A New Paradigm for the Indian Pharma Industry

A New Paradigm for the Indian Pharma Industry

Swati A. Piramal,  Director, Strategic Alliances& Communications Nicholas Piramal India Limited India.

"Our strategy is based on our belief that Indian scientists can become creators of intellectual property rather than be copiers."

Where do you think the Asian pharma market stands today against the global market in terms of drug discovery?

The Economist’s Pharmaceutical Survey (The Next Big Thing, June 2005) mentioned that in the year 2004 China's and India's share of global drug development was only 4.6%. This share of the drug development pie is likely to rise dramatically from these two nations. The reasons being, better intellectual property laws, reverse brain drain and investment into drug discovery by public institutions and private industry.

What are the drivers for Indian companies to transform from generic producers to drug discoverers?

In India, there has been a rise in the number of research based companies as opposed to generic companies. Like my own company, Nicholas Piramal is focussed on drug discovery. Our model is to partner rather than try and infringe patents. This concept is gathering steam and is a new paradigm. It is difficult for generic companies to be “schizophrenic”—on one side try and bust rights for some countries. In this model the objective is to win the race by improving on time, costs and quality. It is the first agreement of its kind. It can work only when each member of the relay team is h3, has expertise and believes in the same values (in this case intellectual property protection). The model seeks to leverage the power of the network, which is a completely different approach.

What new areas of research hold promise for the Indian pharma industry?

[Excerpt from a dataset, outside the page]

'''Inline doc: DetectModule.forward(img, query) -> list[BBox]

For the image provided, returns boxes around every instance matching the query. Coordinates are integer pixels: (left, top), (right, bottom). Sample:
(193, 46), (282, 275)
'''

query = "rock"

India will be h3 in diseases such as diabetes, cardiovascular diseases, inflammation, cancer, infectious disease and vaccines. The day is not far when India will leverage its IT and engineering capabilities to make life saving drugs and devices.

How is the research strategy of NPIL unique and different from the other Indian companies who are also targeting original drugs?

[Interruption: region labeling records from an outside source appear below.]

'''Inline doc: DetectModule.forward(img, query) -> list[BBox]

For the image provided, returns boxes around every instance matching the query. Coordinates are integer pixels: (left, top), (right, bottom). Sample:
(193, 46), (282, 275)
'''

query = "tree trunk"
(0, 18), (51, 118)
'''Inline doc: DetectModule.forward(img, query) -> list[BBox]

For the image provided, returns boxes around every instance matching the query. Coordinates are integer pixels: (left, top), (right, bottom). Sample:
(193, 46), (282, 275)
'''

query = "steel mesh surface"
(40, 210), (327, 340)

We are leveraging the power of networks. Our motto is to “build partnerships that prosper”. Our partnerships with academia and global innovators are helping us build unique strengths and expertise. In addition, we have built a natural product library of over 50,000 microbial strains and 6000 plants from the bio-diverse regions of India. We believe this is a unique treasure house of potential new medicines.

NPIL has research collaborations with academic institutions like Anna University, Indian Institute of Science, etc.How have these collaborations helped NPIL in its progress towards a new drug molecule?

Indeed, our collaborations are giving us clues for developing new medicines in cancer and infectious disease research. We have a large number of collaborations with a patent, but on the other, get your own scientists to think of inventing rather than copying.

What are the reasons behind western companies collaborating with Indian companies for drug discovery? What are the pros and cons of tying up with foreign companies?

Our recent research collaboration with Eli Lilly has created a new paradigm in the pharma industry. This unique drug discovery collaboration is analogous to a “relay race” where Lilly will discover a new drug, file patents and “pass the baton” to us for taking it through to Phase II clinical trials. After that they have a call back option to take it further into Phase III. NPIL gets milestone payments (potentially about US$100 million), royalties and marketing India’s leading research institutions such as CSIR, Anna University, Indian Institute of Science etc.

NPIL aims to be the first Indian company to manufacture an original drug. How does it plan to achieve the same in the scenario where other companies' molecules are also in the final stages of testing?

We have a clear and focussed strategy and decided not to be in the generics space. Our strategy is based on our belief that Indian scientists can become creators of intellectual property rather than be copiers. This strategy is a long term one and will take time to bear fruits, but we hope that we will be one of the first companies to take an Indian discovery into global markets and help reduce the burden of disease not just for India but the rest of the world.

What are the challenges that the Indian companie s face in the drug discovery process? How well equipped are they to handle these challenges on their own?

The biggest challenge is government policy which tends to take a rather short sighted view and consistently reduces prices. This does not leave enough margin to invest in research. The prices of Indian medicines are perhaps the lowest in the world and the government has to be careful not to cut the wings of an industry which is making a global impact. We believe that using India’s drug discovery capability and technology we will bring affordable new patented drugs not just for India, but the rest of the world.

Any other comments that you would like to make?

Our goal is to make Indian drug discovery reach the global market for a price between US$ 50-100 million. It is an ambitious target but we can do this by leveraging the power of networks, effectively using Information Technology, and using the large patient base for clinical trials and betting on the creation of intellectual property and fostering global partnerships.